Dessa forma, não causa espanto, em nossa cultura, afirmar que não existe uma verdade absoluta, mas "verdades" pluralizadas, dispersas por cada olhar subjetivo. Contudo, em meio ao subjetivismo que permeia uma sociedade desarticulada, onde o ser humano se encontra simultaneamente vulnerável e volúvel, não podemos baixar a guarda, ainda que a noção de realidade pareça flutuar no mar do relativismo.
Fundamentada na Filosofia, a Verdade, com V maiúsculo, é aquilo que é e jamais deixa de ser. Para Aristóteles, o grande filósofo grego, “a Verdade é a manifestação da própria realidade, e que, portanto, é universal”, indubitavelmente perene. Ela não pode se dobrar aos caprichos de uma lógica insensata ou às conveniências daqueles que glorificam o que é vil, especialmente numa sociedade que celebra a cultura do descartável, onde a esqualidez moral e espiritual parece prevalecer. Em uma sociedade líquida, a Verdade não é prevalecente.
Na história, vemos este dilema brilhar com nitidez. Quando Jesus foi interrogado por Pilatos, ele lhe perguntou: “Qui veritas est?”, ou seja, “o que é a Verdade?”. A resposta mais bela e profunda a essa questão surgiu na Idade Média, com os monges cistercienses, que, ao inverterem as letras, descobriram: “Est Vir qui adest”, que significa: “A Verdade é o Homem diante de quem estás”. Em outras palavras, Cristo é, de fato, a Verdade absoluta. Diante Dele, o ser humano confronta a sua própria falsidade: a verdade do homem é, paradoxalmente, a sua falta de verdade, isto é, “A verdade do homem está na sua insistência em querer derrubar a Verdade.”
Somente Ele, como Verdade suprema, pode revelar ao homem o seu verdadeiro mistério. Perante Ele, a única atitude possível é a do salmista: “Na Tua luz contemplamos a luz” (Sl 35,10). Assim, diante da Tua Verdade, reconheço a minha verdade, e o que sou torna-se claro: “Eu sou o que sou”. Na confiança em Cristo, jamais seremos confundidos.
Jesus é Aquele em quem “somos, nos movemos e existimos”. Precisamos redescobri-Lo como o Bem Eterno, aquele que expõe a fragilidade dos falsos ídolos, "os porta-bandeiras de um carnaval de mitos, revelando que todos eles são consumidos pela traça que corrói e pela ferrugem que incinera".
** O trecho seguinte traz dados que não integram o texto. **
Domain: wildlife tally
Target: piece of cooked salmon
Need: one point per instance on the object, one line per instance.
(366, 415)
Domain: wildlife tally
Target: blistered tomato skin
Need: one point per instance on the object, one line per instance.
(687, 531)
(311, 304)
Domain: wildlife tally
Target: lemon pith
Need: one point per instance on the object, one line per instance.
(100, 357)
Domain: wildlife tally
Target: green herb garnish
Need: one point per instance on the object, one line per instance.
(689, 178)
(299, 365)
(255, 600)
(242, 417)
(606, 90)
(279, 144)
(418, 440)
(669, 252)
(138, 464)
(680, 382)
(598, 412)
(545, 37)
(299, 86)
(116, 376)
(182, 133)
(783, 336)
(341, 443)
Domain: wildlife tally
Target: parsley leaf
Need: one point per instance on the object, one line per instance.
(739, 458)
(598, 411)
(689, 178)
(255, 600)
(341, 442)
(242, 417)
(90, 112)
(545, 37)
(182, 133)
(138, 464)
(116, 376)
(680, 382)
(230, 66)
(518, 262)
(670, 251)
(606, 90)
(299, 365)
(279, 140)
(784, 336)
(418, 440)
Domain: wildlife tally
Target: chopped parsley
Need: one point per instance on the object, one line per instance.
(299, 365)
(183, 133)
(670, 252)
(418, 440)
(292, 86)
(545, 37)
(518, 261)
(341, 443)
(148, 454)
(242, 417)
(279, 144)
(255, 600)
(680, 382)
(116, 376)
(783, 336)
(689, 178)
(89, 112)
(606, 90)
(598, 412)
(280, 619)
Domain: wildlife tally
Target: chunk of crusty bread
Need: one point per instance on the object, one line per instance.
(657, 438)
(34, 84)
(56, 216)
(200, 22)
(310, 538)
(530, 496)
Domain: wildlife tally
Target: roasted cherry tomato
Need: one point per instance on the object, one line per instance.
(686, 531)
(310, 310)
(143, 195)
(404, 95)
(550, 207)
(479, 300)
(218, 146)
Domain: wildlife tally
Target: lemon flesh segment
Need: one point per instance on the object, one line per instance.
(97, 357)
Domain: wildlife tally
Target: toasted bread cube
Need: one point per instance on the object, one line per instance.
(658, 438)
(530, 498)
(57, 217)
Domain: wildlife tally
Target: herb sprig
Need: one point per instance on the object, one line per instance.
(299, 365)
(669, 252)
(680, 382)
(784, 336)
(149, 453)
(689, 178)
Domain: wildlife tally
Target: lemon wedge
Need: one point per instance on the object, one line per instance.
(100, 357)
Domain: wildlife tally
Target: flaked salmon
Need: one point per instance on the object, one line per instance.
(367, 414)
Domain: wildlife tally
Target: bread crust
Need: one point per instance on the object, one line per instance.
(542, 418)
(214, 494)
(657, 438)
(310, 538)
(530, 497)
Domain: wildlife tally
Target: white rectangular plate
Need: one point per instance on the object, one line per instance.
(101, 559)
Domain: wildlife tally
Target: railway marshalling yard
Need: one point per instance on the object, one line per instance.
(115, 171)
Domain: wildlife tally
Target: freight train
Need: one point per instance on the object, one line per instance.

Finalmente, devemos nos perguntar: qual é o lugar que damos a Ele em nossas vidas? E mais do que isso, qual é o espaço que Ele ocupa numa sociedade agonizante, cujo tecido social necrosa a cada passo que dá em direção ao esquecimento e à negação dos Seus ensinamentos? No juízo prestaremos contas, que a moeda da nossa verdade possua a caricatura da Verdade com V maiúsculo, símbolo de Deus e de Sua justiça, e não a com V minúsculo, caricatura de César, de Pilatos, dos falsos ídolos, da sociedade líquida, de algo tão efêmero como o vento que passa.